I've been wanting to demonstrate to a friend the elegance and speed of using dplyr
's join verbs (e.g. inner_join()
) over base R and simple subsetting. Took a big DB (from the nycflights13
package), started with a simple task, and to my surprise base R and simple subsetting was up to 10 times faster! And I could only really demonstrate the elegance, not speed.
Question is: what am I missing, when does dplyr
's join verbs surpass base R and simple subsetting in performance?
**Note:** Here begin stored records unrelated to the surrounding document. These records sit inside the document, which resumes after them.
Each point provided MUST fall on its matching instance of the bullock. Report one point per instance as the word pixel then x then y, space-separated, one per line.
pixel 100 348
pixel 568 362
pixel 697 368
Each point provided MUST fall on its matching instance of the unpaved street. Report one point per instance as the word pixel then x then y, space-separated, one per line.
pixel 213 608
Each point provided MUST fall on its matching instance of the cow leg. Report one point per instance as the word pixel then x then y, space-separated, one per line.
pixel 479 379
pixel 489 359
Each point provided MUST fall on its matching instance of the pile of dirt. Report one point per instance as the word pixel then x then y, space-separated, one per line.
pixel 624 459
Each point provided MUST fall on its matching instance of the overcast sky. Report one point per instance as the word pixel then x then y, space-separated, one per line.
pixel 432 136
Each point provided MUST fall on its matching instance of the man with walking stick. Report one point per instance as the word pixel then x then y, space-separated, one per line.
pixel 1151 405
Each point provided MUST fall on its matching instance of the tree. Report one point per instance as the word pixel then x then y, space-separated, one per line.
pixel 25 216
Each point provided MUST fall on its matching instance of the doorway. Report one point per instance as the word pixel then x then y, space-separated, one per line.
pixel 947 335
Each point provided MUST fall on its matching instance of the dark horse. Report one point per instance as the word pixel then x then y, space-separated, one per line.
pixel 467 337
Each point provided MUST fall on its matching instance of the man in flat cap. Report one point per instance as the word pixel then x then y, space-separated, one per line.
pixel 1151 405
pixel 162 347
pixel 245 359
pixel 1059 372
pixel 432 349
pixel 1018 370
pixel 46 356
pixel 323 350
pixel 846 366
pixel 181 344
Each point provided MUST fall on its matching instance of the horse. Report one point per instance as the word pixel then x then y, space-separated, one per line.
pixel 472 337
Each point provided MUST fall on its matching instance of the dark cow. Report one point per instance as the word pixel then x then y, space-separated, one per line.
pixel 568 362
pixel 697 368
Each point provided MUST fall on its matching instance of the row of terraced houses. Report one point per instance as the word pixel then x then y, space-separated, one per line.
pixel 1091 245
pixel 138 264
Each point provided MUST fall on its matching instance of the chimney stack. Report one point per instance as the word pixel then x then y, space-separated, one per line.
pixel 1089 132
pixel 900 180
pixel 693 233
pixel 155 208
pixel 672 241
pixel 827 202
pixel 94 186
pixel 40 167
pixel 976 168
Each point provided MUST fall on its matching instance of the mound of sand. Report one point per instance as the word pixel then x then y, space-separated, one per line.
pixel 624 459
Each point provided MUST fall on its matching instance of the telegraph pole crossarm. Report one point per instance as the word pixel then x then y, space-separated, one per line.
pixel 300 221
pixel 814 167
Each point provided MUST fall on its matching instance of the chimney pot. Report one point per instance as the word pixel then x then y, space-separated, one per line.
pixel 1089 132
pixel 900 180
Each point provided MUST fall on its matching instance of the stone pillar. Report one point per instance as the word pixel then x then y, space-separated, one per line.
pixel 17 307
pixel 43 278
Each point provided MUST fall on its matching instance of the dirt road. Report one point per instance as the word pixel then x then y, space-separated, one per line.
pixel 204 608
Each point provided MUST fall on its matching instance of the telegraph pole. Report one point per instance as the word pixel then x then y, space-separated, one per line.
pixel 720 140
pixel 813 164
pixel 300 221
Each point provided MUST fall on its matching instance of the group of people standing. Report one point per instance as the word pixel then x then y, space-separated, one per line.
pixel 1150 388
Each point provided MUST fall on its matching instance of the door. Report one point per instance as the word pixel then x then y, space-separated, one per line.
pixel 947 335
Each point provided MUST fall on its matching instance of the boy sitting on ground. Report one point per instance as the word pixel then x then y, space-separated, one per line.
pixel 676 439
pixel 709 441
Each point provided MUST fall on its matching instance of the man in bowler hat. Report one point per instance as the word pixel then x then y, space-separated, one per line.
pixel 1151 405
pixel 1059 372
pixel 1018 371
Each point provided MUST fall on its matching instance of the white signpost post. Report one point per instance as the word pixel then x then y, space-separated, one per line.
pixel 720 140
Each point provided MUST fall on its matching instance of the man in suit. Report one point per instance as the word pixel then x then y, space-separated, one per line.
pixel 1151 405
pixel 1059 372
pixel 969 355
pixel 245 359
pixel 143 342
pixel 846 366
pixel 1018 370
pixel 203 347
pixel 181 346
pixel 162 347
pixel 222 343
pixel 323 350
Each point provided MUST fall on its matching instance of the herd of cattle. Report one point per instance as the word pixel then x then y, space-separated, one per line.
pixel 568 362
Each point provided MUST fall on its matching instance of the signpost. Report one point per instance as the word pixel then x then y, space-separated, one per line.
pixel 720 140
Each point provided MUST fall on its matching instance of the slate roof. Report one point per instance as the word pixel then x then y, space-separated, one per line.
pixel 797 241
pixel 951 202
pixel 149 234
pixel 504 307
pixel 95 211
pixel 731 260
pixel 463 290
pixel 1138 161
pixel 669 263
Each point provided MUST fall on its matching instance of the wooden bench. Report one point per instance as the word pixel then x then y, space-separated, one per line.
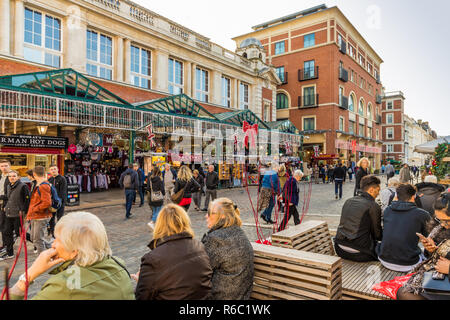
pixel 310 236
pixel 289 274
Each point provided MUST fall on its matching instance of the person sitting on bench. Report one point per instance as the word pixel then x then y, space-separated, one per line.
pixel 399 250
pixel 360 225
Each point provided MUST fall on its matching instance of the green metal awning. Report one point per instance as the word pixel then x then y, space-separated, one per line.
pixel 177 105
pixel 238 118
pixel 63 83
pixel 285 126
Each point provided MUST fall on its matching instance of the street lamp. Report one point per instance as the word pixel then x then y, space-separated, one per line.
pixel 42 128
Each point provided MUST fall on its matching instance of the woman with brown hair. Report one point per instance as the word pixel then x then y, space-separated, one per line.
pixel 177 267
pixel 229 251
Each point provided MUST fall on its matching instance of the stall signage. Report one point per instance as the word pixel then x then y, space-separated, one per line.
pixel 21 141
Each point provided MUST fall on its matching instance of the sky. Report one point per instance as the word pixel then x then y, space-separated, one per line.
pixel 411 36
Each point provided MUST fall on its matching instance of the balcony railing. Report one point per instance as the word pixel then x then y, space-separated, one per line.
pixel 308 101
pixel 308 74
pixel 343 74
pixel 344 103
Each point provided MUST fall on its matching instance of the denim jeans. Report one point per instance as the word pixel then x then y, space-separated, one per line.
pixel 338 186
pixel 130 194
pixel 156 211
pixel 268 212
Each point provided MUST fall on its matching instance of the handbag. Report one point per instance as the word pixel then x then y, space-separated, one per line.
pixel 155 196
pixel 434 286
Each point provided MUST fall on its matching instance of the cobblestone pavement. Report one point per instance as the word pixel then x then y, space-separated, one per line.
pixel 129 239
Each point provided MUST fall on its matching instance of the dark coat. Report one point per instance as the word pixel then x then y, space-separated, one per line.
pixel 360 225
pixel 157 185
pixel 18 196
pixel 192 186
pixel 231 256
pixel 177 269
pixel 401 221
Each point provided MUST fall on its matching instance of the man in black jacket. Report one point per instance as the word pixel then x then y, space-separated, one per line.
pixel 18 197
pixel 399 250
pixel 60 184
pixel 360 225
pixel 212 183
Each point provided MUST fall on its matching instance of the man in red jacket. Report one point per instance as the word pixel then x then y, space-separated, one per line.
pixel 39 210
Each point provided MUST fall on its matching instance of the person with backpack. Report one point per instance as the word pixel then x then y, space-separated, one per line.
pixel 129 180
pixel 39 210
pixel 388 194
pixel 60 184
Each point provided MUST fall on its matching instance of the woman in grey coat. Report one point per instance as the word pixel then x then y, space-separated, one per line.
pixel 229 251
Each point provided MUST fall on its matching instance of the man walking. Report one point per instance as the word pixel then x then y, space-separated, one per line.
pixel 5 167
pixel 39 213
pixel 339 179
pixel 60 184
pixel 129 180
pixel 18 197
pixel 212 183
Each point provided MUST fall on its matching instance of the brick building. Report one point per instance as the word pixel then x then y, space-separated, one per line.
pixel 331 82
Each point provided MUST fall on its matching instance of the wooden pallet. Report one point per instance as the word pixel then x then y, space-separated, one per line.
pixel 358 279
pixel 310 236
pixel 289 274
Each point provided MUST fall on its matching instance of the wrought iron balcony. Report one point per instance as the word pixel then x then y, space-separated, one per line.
pixel 308 101
pixel 343 74
pixel 308 74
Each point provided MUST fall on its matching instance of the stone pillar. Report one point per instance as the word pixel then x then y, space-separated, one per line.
pixel 19 28
pixel 126 49
pixel 75 49
pixel 119 60
pixel 5 28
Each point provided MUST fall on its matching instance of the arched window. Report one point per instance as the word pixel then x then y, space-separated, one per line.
pixel 361 108
pixel 282 101
pixel 351 103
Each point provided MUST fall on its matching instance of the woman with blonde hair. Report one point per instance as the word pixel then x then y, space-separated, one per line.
pixel 177 267
pixel 185 181
pixel 363 170
pixel 229 251
pixel 88 270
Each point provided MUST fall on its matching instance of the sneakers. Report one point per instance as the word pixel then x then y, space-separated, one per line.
pixel 5 256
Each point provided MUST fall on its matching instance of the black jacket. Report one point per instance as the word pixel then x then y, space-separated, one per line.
pixel 340 173
pixel 360 225
pixel 191 187
pixel 18 196
pixel 401 221
pixel 157 185
pixel 177 269
pixel 212 180
pixel 60 184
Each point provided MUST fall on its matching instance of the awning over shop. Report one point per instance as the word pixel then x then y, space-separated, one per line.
pixel 63 83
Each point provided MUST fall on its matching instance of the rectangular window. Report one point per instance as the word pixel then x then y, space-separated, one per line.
pixel 175 76
pixel 281 74
pixel 99 55
pixel 141 67
pixel 226 92
pixel 390 133
pixel 201 84
pixel 309 124
pixel 243 96
pixel 280 47
pixel 42 38
pixel 309 40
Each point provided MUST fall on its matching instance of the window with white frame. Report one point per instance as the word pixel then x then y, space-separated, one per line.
pixel 226 92
pixel 201 84
pixel 99 55
pixel 42 38
pixel 243 96
pixel 141 67
pixel 390 133
pixel 175 76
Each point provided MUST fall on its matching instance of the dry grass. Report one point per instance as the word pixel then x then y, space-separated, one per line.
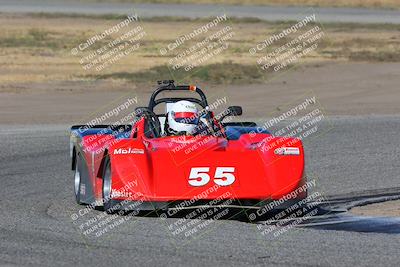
pixel 37 49
pixel 318 3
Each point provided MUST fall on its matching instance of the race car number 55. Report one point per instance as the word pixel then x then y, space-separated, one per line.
pixel 223 176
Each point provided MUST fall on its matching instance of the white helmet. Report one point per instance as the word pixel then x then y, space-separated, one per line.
pixel 183 117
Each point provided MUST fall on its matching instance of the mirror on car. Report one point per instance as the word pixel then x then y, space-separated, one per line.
pixel 235 110
pixel 232 111
pixel 140 111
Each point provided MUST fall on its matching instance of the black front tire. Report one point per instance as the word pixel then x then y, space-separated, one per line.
pixel 110 205
pixel 78 179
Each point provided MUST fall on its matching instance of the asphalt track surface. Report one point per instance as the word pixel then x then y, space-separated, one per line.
pixel 36 204
pixel 357 15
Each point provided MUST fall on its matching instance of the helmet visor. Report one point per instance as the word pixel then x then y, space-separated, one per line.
pixel 185 117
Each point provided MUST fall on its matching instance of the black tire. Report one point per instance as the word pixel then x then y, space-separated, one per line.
pixel 78 179
pixel 108 204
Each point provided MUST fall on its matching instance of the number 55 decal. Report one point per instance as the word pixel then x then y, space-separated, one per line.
pixel 223 176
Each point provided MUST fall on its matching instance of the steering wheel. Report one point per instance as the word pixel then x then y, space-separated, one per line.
pixel 152 120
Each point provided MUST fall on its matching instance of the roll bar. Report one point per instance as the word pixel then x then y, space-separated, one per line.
pixel 168 85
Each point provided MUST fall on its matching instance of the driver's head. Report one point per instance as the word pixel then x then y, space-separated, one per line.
pixel 183 118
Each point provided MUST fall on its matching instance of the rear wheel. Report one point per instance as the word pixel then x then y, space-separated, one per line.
pixel 108 203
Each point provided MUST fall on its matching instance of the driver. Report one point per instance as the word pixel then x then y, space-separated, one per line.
pixel 182 119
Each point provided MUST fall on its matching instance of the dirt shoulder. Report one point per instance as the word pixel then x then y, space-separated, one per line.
pixel 389 208
pixel 340 89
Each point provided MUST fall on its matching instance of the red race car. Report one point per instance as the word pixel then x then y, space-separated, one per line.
pixel 185 157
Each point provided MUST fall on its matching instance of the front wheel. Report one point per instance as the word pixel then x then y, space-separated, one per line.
pixel 108 203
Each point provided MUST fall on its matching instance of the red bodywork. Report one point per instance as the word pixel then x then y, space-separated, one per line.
pixel 159 169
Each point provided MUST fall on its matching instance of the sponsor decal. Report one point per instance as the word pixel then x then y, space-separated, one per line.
pixel 287 151
pixel 83 189
pixel 120 193
pixel 123 151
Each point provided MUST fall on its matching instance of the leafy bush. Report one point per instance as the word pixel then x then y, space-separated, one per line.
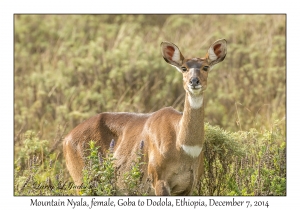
pixel 70 67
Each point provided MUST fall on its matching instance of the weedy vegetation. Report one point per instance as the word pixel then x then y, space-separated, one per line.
pixel 71 67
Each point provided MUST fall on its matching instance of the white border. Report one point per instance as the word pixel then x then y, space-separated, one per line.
pixel 8 8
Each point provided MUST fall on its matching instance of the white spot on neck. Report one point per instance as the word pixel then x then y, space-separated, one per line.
pixel 176 56
pixel 212 55
pixel 195 101
pixel 193 151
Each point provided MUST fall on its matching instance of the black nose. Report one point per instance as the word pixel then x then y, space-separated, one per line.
pixel 194 81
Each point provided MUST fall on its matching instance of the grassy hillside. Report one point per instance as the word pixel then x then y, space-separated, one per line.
pixel 70 67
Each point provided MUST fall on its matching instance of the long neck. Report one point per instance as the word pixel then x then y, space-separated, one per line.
pixel 191 131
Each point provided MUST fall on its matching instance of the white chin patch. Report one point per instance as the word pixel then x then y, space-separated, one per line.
pixel 195 101
pixel 193 151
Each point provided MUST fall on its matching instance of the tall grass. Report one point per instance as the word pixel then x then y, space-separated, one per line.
pixel 70 67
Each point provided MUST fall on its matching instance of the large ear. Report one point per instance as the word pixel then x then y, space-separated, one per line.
pixel 217 52
pixel 171 54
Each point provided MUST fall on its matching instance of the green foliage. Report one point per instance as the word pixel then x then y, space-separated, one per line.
pixel 243 163
pixel 70 67
pixel 99 177
pixel 37 171
pixel 133 178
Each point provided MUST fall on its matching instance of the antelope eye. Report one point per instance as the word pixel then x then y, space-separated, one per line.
pixel 183 68
pixel 205 68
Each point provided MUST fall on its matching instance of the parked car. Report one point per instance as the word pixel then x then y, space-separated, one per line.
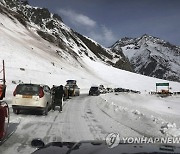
pixel 32 97
pixel 94 90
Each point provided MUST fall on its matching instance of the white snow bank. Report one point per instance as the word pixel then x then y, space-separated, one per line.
pixel 148 115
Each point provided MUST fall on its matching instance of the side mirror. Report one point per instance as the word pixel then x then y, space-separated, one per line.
pixel 37 143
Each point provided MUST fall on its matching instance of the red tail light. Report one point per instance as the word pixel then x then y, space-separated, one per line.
pixel 14 93
pixel 41 92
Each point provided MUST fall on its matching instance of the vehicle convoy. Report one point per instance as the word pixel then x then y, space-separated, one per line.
pixel 4 109
pixel 94 90
pixel 100 147
pixel 32 97
pixel 72 88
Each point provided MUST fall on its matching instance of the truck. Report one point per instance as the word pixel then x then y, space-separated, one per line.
pixel 71 88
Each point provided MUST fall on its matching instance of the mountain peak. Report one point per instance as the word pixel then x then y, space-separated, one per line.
pixel 151 56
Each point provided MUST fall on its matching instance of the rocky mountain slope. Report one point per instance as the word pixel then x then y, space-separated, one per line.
pixel 51 28
pixel 151 56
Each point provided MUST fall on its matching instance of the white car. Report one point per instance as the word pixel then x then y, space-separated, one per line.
pixel 32 97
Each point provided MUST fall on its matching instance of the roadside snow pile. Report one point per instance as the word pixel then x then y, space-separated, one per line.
pixel 170 129
pixel 141 114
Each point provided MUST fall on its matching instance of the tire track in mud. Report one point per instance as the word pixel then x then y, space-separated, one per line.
pixel 121 123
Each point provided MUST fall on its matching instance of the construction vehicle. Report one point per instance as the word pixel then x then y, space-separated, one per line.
pixel 71 88
pixel 4 108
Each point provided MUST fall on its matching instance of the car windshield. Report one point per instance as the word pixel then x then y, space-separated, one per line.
pixel 79 70
pixel 27 89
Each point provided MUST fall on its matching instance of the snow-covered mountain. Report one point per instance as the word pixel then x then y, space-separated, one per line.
pixel 51 28
pixel 151 56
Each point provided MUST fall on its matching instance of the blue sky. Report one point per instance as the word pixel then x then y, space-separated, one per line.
pixel 107 21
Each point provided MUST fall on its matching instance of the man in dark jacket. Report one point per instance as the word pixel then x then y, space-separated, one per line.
pixel 58 97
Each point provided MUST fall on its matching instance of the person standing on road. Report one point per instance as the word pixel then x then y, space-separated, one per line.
pixel 58 97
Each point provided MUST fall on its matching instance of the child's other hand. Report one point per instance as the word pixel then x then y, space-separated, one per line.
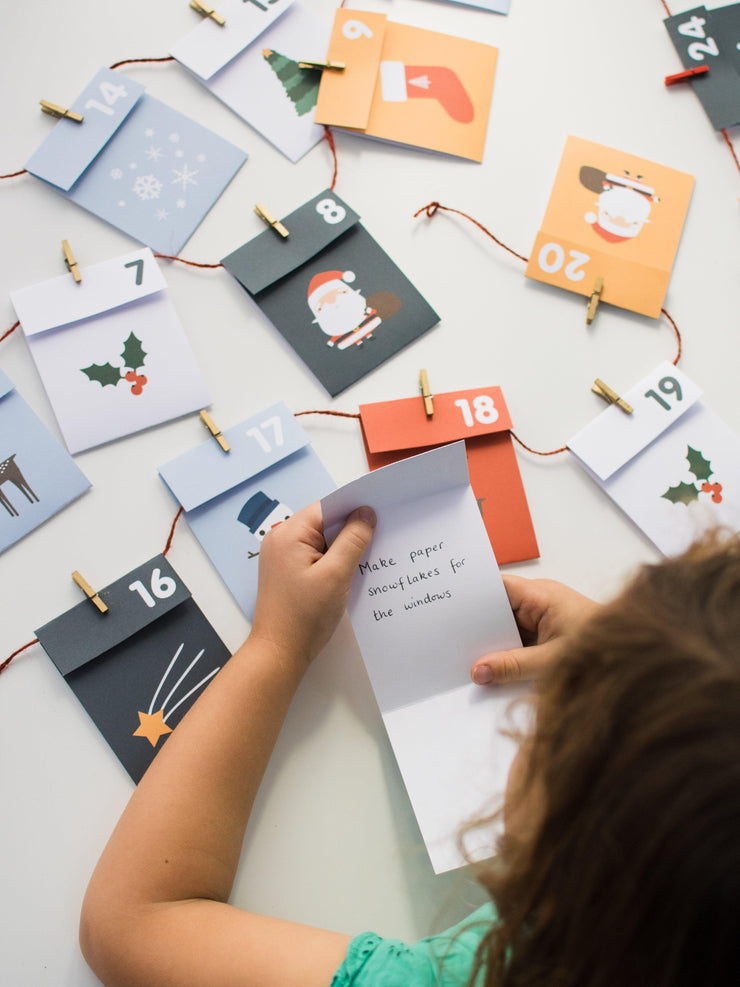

Do they ever?...
(P.S.: I know about data.table
's excellent performance, asking about dplyr
)
My Demo:
library(tidyverse)
library(nycflights13)
library(microbenchmark)
dim(flights)
[1] 336776 19
dim(airports)
[1] 1458 8
Task is: get the unique tailnum
s of all planes in flights where dest
ination airport tzone
was "America/New_York":
base_no_join <- function() {
unique(flights$tailnum[flights$dest %in% airports$faa[airports$tzone == "America/New_York"]])
}
dplyr_no_join <- function() {
flights %>%
filter(dest %in% (airports %>%
filter(tzone=="America/New_York") %>%
pull(faa))) %>%
pull(tailnum) %>%
unique()
}
dplyr_join <- function() {
flights %>%
inner_join(airports, by = c("dest" = "faa")) %>%
filter(tzone == "America/New_York") %>%
pull(tailnum) %>%
unique()
}
See that they give the same results:
all.equal(dplyr_join(), dplyr_no_join())
[1] TRUE
all.equal(dplyr_join(), base_no_join())
[1] TRUE
Now benchmark:
microbenchmark(base_no_join(), dplyr_no_join(), dplyr_join(), times = 10)
Unit: milliseconds
expr min lq mean median uq max neval
base_no_join() 9.7198 10.1067 13.16934 11.19465 13.4736 24.2831 10
dplyr_no_join() 21.2810 22.9710 36.04867 26.59595 34.4221 108.0677 10
dplyr_join() 60.7753 64.5726 93.86220 91.10475 119.1546 137.1721 10
Please help finding an example which shows this join's superiority if it exists.